Growing up, music was divided into two separate and distinct experiences for me. On one hand was the education in rock I received from my older sister, whose Steely Dan, Joni Mitchell and Stevie Wonder records became my introduction to pop songcraft and performance (albeit very sophisticated ones). On the other was the exposure I got to classical music through my dad's prized Tchaikovsky, Beethoven and Strauss LPs, and our monthly excursions to see the orchestra — where I was expected to sit still and contemplate what I was hearing. It was an activity I hated at first, but which I grew to appreciate and eventually actually figured out how to get into. Through all of this, though, I always thought these two worlds would exist separately, because their respective languages were so different. They seemed totally mutually exclusive. And they were — until in my twenties, when I discovered the music of Steve Reich.

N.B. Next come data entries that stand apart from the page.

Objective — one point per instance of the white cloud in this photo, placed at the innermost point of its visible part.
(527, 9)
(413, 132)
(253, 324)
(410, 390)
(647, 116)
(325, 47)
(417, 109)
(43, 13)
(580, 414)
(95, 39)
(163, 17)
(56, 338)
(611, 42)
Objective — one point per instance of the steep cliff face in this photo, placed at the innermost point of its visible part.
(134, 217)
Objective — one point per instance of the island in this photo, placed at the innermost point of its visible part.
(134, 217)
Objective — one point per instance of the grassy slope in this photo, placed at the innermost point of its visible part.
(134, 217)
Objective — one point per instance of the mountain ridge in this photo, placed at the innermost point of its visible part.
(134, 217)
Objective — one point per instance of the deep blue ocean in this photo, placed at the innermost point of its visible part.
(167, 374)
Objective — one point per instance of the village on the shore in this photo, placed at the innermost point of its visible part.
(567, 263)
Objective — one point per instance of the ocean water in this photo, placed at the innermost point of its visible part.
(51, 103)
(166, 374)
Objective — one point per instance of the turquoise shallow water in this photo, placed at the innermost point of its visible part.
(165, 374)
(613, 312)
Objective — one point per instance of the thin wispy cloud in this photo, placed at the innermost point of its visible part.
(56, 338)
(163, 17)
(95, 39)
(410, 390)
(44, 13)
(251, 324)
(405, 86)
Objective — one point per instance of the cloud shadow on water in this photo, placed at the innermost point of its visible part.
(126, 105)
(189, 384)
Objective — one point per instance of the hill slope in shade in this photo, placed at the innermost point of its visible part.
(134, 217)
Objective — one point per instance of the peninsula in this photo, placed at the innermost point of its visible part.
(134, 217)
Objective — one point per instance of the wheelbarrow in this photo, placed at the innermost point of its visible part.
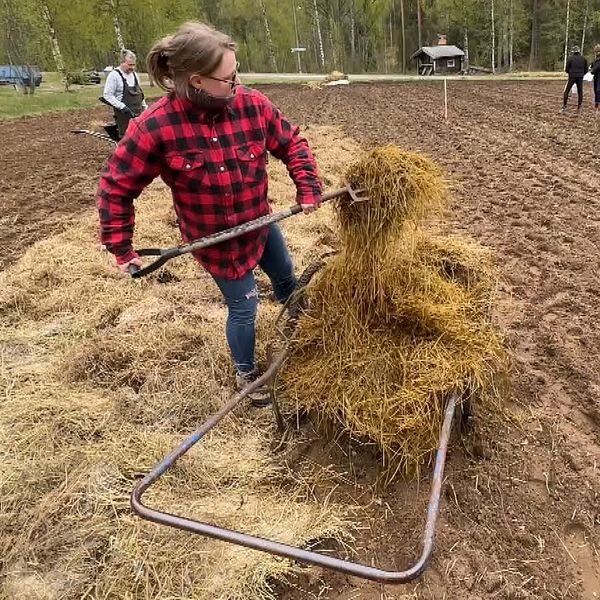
(257, 543)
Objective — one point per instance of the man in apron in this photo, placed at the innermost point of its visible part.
(122, 91)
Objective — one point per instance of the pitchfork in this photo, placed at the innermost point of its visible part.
(227, 234)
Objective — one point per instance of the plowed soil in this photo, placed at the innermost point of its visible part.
(520, 516)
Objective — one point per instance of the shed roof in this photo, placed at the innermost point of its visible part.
(436, 52)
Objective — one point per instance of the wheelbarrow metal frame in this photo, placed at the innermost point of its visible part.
(277, 548)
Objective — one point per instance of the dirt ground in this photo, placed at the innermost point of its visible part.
(520, 516)
(48, 177)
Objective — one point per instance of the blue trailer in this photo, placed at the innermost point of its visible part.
(23, 75)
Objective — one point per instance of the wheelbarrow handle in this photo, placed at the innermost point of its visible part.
(222, 236)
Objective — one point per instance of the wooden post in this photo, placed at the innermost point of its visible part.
(445, 99)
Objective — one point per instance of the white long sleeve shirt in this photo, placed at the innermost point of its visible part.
(113, 88)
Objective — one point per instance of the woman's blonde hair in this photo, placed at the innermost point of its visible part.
(193, 48)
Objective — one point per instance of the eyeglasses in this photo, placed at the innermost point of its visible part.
(232, 82)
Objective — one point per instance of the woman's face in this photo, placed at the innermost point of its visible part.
(223, 80)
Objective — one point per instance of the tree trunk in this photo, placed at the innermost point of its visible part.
(420, 23)
(54, 45)
(297, 38)
(585, 20)
(270, 47)
(493, 48)
(402, 24)
(466, 42)
(117, 26)
(511, 35)
(535, 36)
(352, 36)
(567, 34)
(319, 34)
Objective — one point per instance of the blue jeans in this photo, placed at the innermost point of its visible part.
(241, 296)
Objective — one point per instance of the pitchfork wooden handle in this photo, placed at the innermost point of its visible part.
(227, 234)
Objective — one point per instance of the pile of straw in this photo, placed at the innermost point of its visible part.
(398, 320)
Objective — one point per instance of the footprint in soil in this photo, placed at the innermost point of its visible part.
(586, 564)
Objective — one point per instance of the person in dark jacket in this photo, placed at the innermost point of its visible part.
(595, 69)
(576, 69)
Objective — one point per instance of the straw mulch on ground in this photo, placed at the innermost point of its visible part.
(100, 378)
(398, 320)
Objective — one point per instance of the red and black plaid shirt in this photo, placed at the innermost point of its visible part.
(215, 165)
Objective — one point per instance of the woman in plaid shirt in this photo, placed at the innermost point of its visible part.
(208, 139)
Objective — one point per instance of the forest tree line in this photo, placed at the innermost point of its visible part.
(345, 35)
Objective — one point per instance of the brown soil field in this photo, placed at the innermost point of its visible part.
(520, 514)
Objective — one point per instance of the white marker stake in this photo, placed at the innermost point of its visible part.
(445, 99)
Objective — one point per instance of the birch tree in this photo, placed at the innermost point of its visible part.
(54, 45)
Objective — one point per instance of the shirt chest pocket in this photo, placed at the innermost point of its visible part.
(188, 171)
(251, 159)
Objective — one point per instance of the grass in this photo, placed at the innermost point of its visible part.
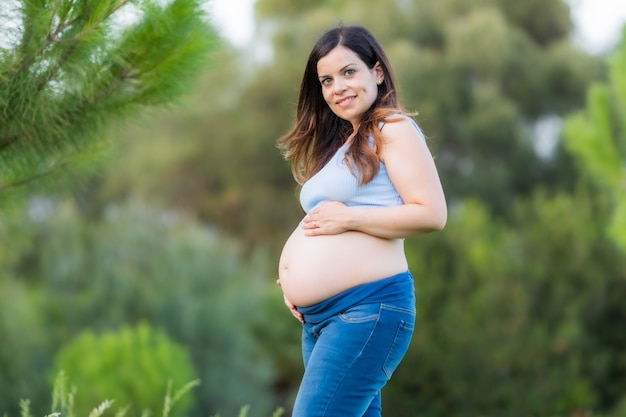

I'm not alone in having had this experience. Fairly quickly, I came to find out that millions of other rock kids had had their minds blown in a similar way by Reich's compositions: music that was certainly not "classical" in the way that we'd all been taught to expect — with its episodic, Wagnerian (read: boring) ponderousness and air of High Manners — and yet definitely not rock either, since it was played in concert halls and with the traditional instruments of classical music like violins, reeds and xylophones. What we'd responded to was a quality that Reich himself refers to as one of his fundamental animating principles (and even name-checks literally in the subheadings of his best known work, "Music for 18 Musicians"): the idea of pulse.
Reich's music, put simply, has a beat — albeit one that's usually only implied. Many of his best-known and best-loved works, composed mainly in the 1970s, are comprised of repeating (but slowly transforming) motivic cells, phrases that bubble and groove along like a kind of sonic perpetual-motion machine. When I first discovered it, I remember thinking that it was like musical sculpture; less figurative like Michelangelo's "David" and more about pure form, like Brancusi's "Bird in Space." It was also, somehow, simultaneously manic and peaceful.
Over the years, I've realized that the act of repetition that makes up the works in Reich's defining-era compositions of the '70s and '80s is the core quality that acts as either their primary attracting or repelling agent. It's either the musical golden-fleece that opens the door to a new kind of sonic enlightenment for you (as it did me), or it absolutely drives you up the wall, as it does for legions of more traditionally minded classical-music listeners. This is why Steve Reich's works, sadly, don't make their way onto the playlist of most classical radio stations with any regularity; most listeners expecting Mozart and Brahms go into fits when hearing Reich's little phrases repeat over and over. But if you're a young person raised on pop (and especially the burbling, pulsing sounds of electronica or contemporary club or dance music), you immediately get it. And that connection was revealed perhaps nowhere as well as in the 1999 CD Reich Remixed, a collection of Steve Reich pieces remixed by contemporary electronica artists and DJs like Howie B and DJ Spooky. Reich Remixed reveals the truth that was hidden in plain sight for decades: Steve Reich's music is in fact proto-electronica, the template for a vast swath of electronic music that followed it, only traditionally scored and played acoustically by classically trained musicians.
For me, though, a kid who was into the disparate and non-converging worlds of rock and classical music (and never really into electronica, save for a brief flirtation with Kraftwerk as a kid), Steve Reich represented a merging of practically everything that I loved. Hearing Robert Fripp's polyrhythmic finger-picking on King Crimson's Discipline and Talking Heads' "I Zimbra" in high school, I'd thought I'd discovered a completely sui generis form of alien, Martian music — until finding out that Steve Reich had pioneered this exact form of interlocking, "phasing" style years before. Instantly, pieces like "Music for 18 Musicians," "Octet" and "Eight Lines" became a perfectly formed "middle way" between the worlds of rock and classical for me. It was music that was being played (at that time at least) in the more experimental spaces of New York rather than Carnegie Hall — but still, the art spaces, not CBGBs. For a kid who was neither classically trained nor a true punk but still looking for beauty and liberation from rules at the same time, it was like I'd found my people.
As Steve Reich turns 80, he has legions upon legions of musical grandchildren to call his own. From young classical composers who heard in his music his blessing to reject the thorny, overwrought modernism of the conservatory composition department and embrace simplicity and accessible tonality, to rock- or electronica-weaned kids who became inspired to explore the vast palette of classical possibilities, his influence and his flock grows exponentially with each passing musical era. And today, the classical world has caught up with him in earnest, honoring him with the respect due a modern master. The American composer and critic Kyle Gann has asserted that Reich "may be considered, by general acclamation, America's greatest living composer," and history will no doubt attest to his influence perhaps being greater than any other during our era (even, I would emphatically argue, his American mate in minimalism, Philip Glass). For me, though, Steve Reich will always be the musician who brought together the previously segregated hemispheres of my personal musical life into single, unified pulse.